Al-Qaeda's Yemen affiliate widens search for recruits and targets
Al-Qaeda's affiliate in Yemen has ramped up its propaganda operations and is reaching out to English speakers online. Since July, it has published three editions of its Web magazine, "Inspire."
Tuesday, November 30, 2010; 7:54 AM
In mid-October, several days before authorities intercepted two bombs planted on cargo airliners bound for the United States, Saudi Arabian intelligence officials tipped off their French counterparts about another terrorist plot.
An al-Qaeda affiliate had dispatched a cell of North Africans, who crossed the Mediterranean Sea by boat, to carry out an attack in France, according to an Arab intelligence official who spoke on condition of anonymity. It was the latest in a rash of far-flung strikes planned by al-Qaeda in the Arabian Peninsula, a Yemen-based group that operated in relative obscurity for years but has more recently demonstrated an ability to launch attacks worldwide.

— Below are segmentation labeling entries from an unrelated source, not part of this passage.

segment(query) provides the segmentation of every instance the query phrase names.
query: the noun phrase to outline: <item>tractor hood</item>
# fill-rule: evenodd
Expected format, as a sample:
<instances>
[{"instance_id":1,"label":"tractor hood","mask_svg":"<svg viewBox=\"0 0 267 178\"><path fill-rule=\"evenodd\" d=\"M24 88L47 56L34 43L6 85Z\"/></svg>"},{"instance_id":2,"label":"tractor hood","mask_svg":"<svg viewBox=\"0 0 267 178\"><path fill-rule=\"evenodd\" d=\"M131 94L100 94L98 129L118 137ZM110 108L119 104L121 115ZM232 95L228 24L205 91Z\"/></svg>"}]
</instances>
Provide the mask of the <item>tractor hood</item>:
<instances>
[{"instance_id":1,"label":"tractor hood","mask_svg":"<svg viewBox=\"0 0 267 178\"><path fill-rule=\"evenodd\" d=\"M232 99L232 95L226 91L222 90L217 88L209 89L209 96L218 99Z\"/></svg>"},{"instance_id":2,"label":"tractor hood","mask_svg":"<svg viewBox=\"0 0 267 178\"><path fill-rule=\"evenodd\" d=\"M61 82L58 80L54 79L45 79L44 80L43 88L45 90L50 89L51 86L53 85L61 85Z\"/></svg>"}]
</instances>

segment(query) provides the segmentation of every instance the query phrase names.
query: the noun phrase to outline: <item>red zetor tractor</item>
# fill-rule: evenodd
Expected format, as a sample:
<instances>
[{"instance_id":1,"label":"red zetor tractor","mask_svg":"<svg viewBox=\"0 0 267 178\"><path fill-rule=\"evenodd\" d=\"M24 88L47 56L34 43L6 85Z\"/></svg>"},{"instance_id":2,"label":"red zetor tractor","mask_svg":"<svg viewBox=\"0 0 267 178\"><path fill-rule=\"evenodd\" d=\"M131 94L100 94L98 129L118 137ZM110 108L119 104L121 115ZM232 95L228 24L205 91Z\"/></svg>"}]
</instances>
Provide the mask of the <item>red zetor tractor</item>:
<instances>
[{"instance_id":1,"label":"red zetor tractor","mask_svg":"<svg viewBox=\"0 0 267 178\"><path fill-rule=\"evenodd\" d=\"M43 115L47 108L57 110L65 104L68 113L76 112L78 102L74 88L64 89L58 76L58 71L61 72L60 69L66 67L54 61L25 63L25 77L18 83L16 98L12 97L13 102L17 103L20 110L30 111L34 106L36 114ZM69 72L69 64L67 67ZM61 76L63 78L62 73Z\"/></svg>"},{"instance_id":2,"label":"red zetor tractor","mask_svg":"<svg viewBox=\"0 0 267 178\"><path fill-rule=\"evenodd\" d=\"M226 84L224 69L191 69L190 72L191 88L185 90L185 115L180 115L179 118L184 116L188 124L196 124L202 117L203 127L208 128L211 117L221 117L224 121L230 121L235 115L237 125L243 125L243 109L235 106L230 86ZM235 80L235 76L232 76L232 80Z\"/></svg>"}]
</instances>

French officials quietly broke up the plot and have not released details about the intended target or the number of suspects involved. The operation largely has been overlooked since U.S., European and Saudi investigators turned their attention to the cargo plot at the end of October, when al-Qaeda in the Arabian Peninsula concealed two powerful bombs in printer cartridges.
Yet the involvement of North Africans in the French plot - which has not been previously reported - marked the first known instance in which al-Qaeda's Yemeni arm has partnered with foot soldiers from North Africa.
Counterterrorism officials described it as another sign that the Yemeni chapter - once confined to the Arabian desert - has boosted its ambitions and sophistication by drawing on a pool of international recruits. The new members come from North America, South Asia, North Africa and Europe and are lending their skills in critical areas, from making bombs to designing propaganda.
About 18 months ago, the group sent an emissary to North Africa, where he met with leaders of the local affiliate there, known as al-Qaeda in the Islamic Maghreb, according to Maj. Gen. Abdeljebbar Azzaoui, the director of intelligence and counterterrorism for the kingdom of Morocco.
Little is known about the meeting, but "he came to try to build a relationship," Azzaoui said in an interview. It didn't go well; the Yemeni representative was found decapitated in Algeria. "They didn't like anybody besides al-Qaeda in Afghanistan," Azzaoui said of the North African group.
Other counterterrorism officials, however, said that the Yemeni faction has continued to try to build contacts in North Africa because of its proximity to Europe, an effort that culminated in the plot to attack France in October.
French Interior Minister Brice Hortefeux confirmed Oct. 17 that Saudi intelligence officials had sent an urgent warning that "al-Qaeda on the Arabian Peninsula was certainly active, or expecting to be active, in Europe, especially France." He told French television: "The threat is real."
The precise number of foreign recruits active in al-Qaeda in the Arabian Peninsula is unknown, but officials said it is clearly increasing.
On Friday, Saudi officials said they had arrested 149 alleged al-Qaeda members in the past eight months. Of those, 25 were foreigners, including individuals from Africa, South Asia and other Arab countries, Saudi officials said.
British authorities say the Yemeni-based al-Qaeda group also has recently targeted their country. On Nov. 3, Home Secretary Theresa May disclosed that police had arrested a member of al-Qaeda in the Arabian Peninsula for allegedly plotting an attack in Britain.